Brooks found Karas is not entitled to qualified immunity as a defense because he and his clinic had sought and won a county contract to provide health care to hundreds of detainees at the jail over many years at a cost of more than $1.3 million a year.

Brooks said the detainees have stated a plausible claim for battery in that Karas intentionally concealed the details of a treatment in order to induce a captive audience to take a particular drug for his own professional and private aims.

The Washington County Quorum Court in February 2022 approved a resolution praising Karas for his treatment of detainees and staff during the covid pandemic, saying "the numbers and effects of the virus have been largely exaggerated" with an estimated death rate of 0.5% in the U.S.
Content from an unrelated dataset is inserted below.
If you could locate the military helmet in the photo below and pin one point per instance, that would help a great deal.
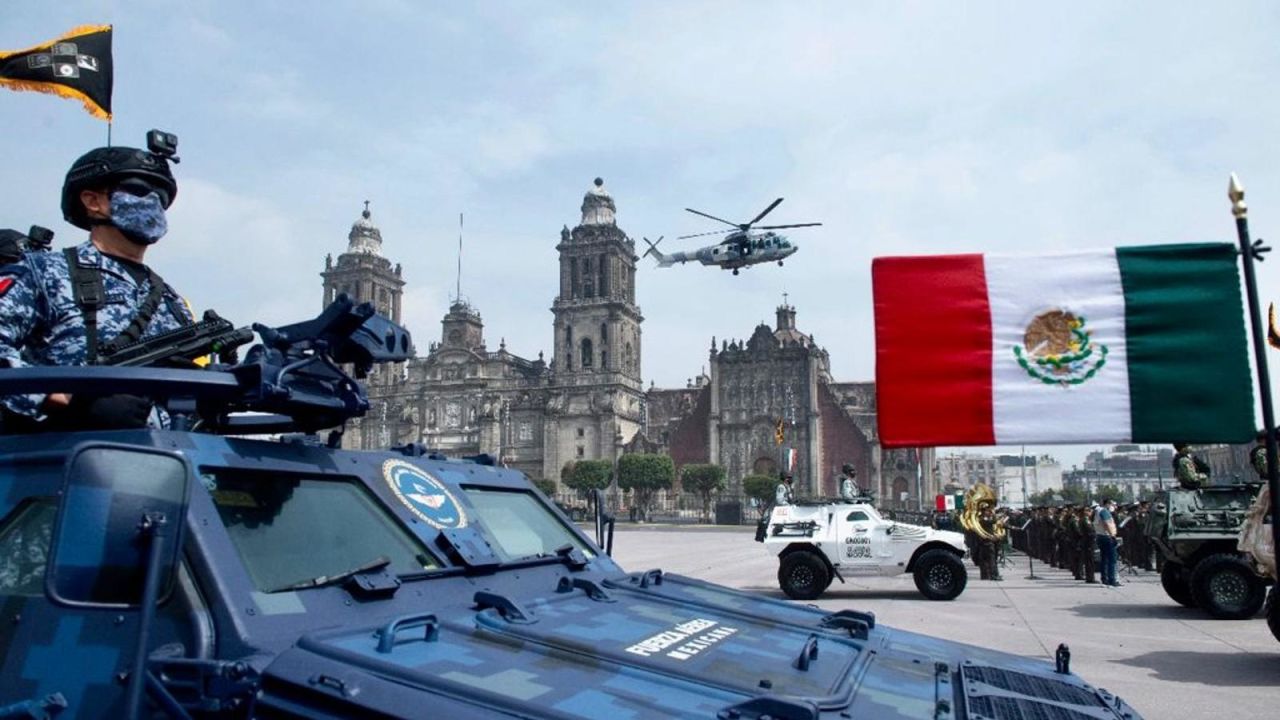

The resolution says there have been more than 850 cases of the infection in the detention center with no deaths. The Quorum Court voted 9-4 to endorse the resolution.

Then Justice of the Peace Patrick Deakins, now Washington County judge, sponsored the resolution supporting Karas.

"I don't want this to be a debate about certain treatments," Deakins said. "I want you to know how proud of you we are."

At the same meeting, the Quorum Court voted to reject the resolution "supporting the principle of informed consent to medical treatments."


Motion for judgment on the pleadings

A party's request to the court to rule in his/her favor based on the pleadings on file, without accepting evidence, as when the outcome of the case rests on the court's interpretation of the law. A function of a motion for judgment on the pleadings is to dispose of baseless claims or defenses when the formal pleadings reveal their lack of merit. A motion for judgment on the pleadings is the proper procedure when all of the material allegations of fact are admitted in the pleadings and only questions of law remain. When the pleadings do not resolve all factual issues, judgment on the pleadings is inappropriate.